Fit to data, then transform it.

Fits transformer to X and y with optional parameters fit_params and returns a transformed version of X.

Parameters
  • X (array-like of shape (n_samples, n_features)) – Input samples.

  • y (array-like of shape (n_samples,) or (n_samples, n_outputs), default=None) – Target values (None for unsupervised transformations).

  • **fit_params (dict) – Additional fit parameters.

Returns

X_new – Transformed array.

Return type

ndarray array of shape (n_samples, n_features_new)

get_params(deep=True)

Get parameters for this estimator.

Parameters

deep (bool, default=True) – If True, will return the parameters for this estimator and contained subobjects that are estimators.

Returns

params – Parameter names mapped to their values.

Return type

dict

partial_fit(X, y=None)[source]

Fit more normal condition examples.

Parameters
  • X (array-like of shape (n_samples, n_features)) – Training examples from normal conditions.

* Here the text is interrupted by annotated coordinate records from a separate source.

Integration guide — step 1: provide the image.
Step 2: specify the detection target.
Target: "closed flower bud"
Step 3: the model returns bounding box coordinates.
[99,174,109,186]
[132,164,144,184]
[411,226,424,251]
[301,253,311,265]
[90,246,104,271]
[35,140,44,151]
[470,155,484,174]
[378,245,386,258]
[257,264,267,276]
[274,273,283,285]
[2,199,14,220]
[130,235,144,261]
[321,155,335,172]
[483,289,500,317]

  • y (None) – Not required, exists only for compability purposes.

Returns

self – Returns self.

Return type

object

set_params(**params)

Set the parameters of this estimator.

The method works on simple estimators as well as on nested objects (such as Pipeline). The latter have parameters of the form <component>__<parameter> so that it’s possible to update each component of a nested object.

Parameters

**params (dict) – Estimator parameters.

Returns

self – Estimator instance.

Return type

estimator instance

transform(X)[source]

Transform given array into expected values in normal conditions.

Parameters

X (array-like of shape (n_samples, n_features)) – The input samples.

Returns

X_nc – Expected values in normal conditions for each sample and feature.

Return type

ndarray of shape (n_samples, n_features)